Selon les chiffres livrés par le rapport, en 2018, le gouvernement algérien « a enquêté et poursuivi 16 auteurs présumés (de trafic des personnes) et condamné neuf trafiquants dont deux « à une interdiction d'entrée pendant cinq ans en Algérie et à des amendes », contre 26 enquêtes de trafic, 22 poursuites et 14 trafiquants condamnés en 2017 ». Il est indiqué que parmi les affaires poursuivies en 2018, « trois concernaient des crimes de travail forcé ». Le reste des cas concernait le « travail forcé » et des « enlèvements pour des crimes de rançon ». « Le gouvernement n'a pas enquêté, poursuivi ni condamné les auteurs de crimes liés à la traite à des fins sexuelles en 2018, malgré les informations selon lesquelles la traite à des fins sexuelles aurait eu lieu en Algérie, en particulier parmi la population migrante », lit-on encore. Toujours en comparaison à 2017, le rapport rappelle que le gouvernement avait « enquêté et poursuivi en justice les auteurs présumés d'infractions liées au travail forcé et à la traite sexuelle d'enfants ». Et d'ajouter : « Le gouvernement n'a pas fait état d'enquêtes, de poursuites ou de condamnations d'agents du gouvernement complices d'infractions de traite des êtres humains au cours de la période considérée ».

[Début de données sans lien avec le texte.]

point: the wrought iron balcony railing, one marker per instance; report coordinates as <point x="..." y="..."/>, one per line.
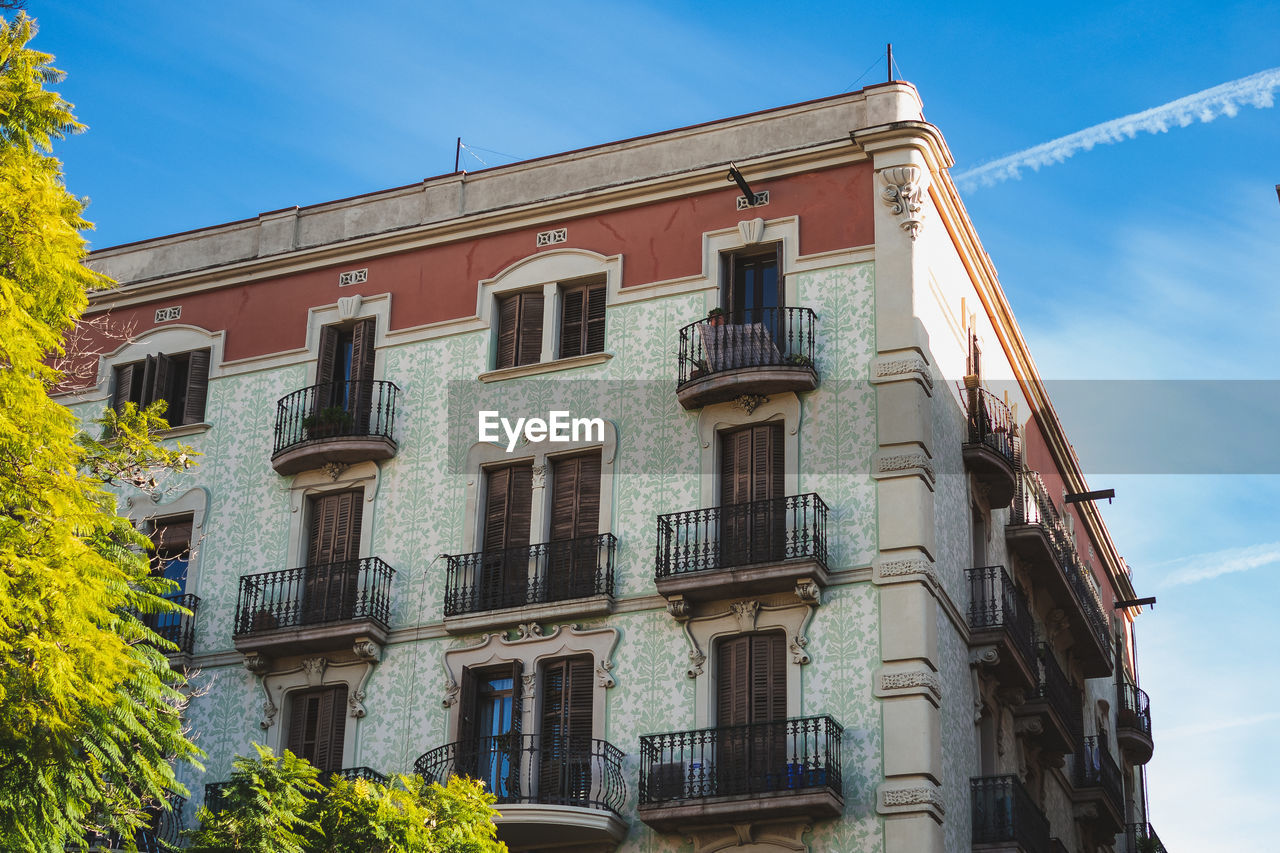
<point x="771" y="337"/>
<point x="991" y="423"/>
<point x="743" y="534"/>
<point x="1002" y="812"/>
<point x="995" y="602"/>
<point x="1141" y="838"/>
<point x="1095" y="767"/>
<point x="740" y="761"/>
<point x="1134" y="707"/>
<point x="551" y="770"/>
<point x="1032" y="505"/>
<point x="355" y="409"/>
<point x="337" y="592"/>
<point x="1061" y="696"/>
<point x="536" y="574"/>
<point x="178" y="629"/>
<point x="163" y="831"/>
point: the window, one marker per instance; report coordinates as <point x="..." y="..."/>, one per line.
<point x="318" y="725"/>
<point x="581" y="319"/>
<point x="524" y="319"/>
<point x="750" y="690"/>
<point x="179" y="379"/>
<point x="520" y="329"/>
<point x="753" y="507"/>
<point x="489" y="723"/>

«Recommandations prioritaires»

Dans sa partie consacrée à l'Algérie, le rapport 2019 du département d'Etat US sur le trafic des personnes dresse une série de « recommandations prioritaires », réclamant en premier de « modifier la disposition du code pénal relative à la traite des personnes pour que toutes les infractions sexuelles commises sur des enfants soient classées comme telles, conformément au protocole de Palerme ». Il est également demandé à l'Algérie « d'enquêter vigoureusement sur les auteurs d'infractions de trafic des personnes, de traite de personnes à des fins sexuelles et de travail forcé », de « les traduire en justice et les condamner » à « des peines appropriées », « ce qui devrait entraîner d'importantes peines de prison ». Le document insiste sur l'établissement de « procédures formelles d'identification proactive des victimes et de référence aux soins », et de « former les forces de l'ordre, la justice, l'inspection du travail, les responsables des soins de santé et les travailleurs sociaux à ces procédures ». Il est également recommandé de « développer des mécanismes formels pour fournir des services de protection appropriés (refuges désignés, soins médicaux et psychosociaux adéquats, assistance juridique et une assistance au rapatriement) à toutes les victimes de la traite », et « veiller » à ce que parmi ces victimes, « les populations vulnérables, ne soient pas arrêtées, poursuivies en justice, déportées ou sanctionnées pour des actes illicites que les trafiquants ont forcé à commettre ». L'Algérie est aussi appelée à « assurer le rapatriement sûr et volontaire des victimes étrangères », en collaboration avec « les organisations concernées et les ambassades des pays d'origine », mais aussi de « proposer aux victimes étrangères une alternative légale à leur renvoi dans des pays où elles pourraient être victimes de représailles ou de difficultés ». En matière de communication, le rapport prône de « poursuivre les efforts pour sensibiliser le public aux indicateurs et aux risques de la traite des personnes ».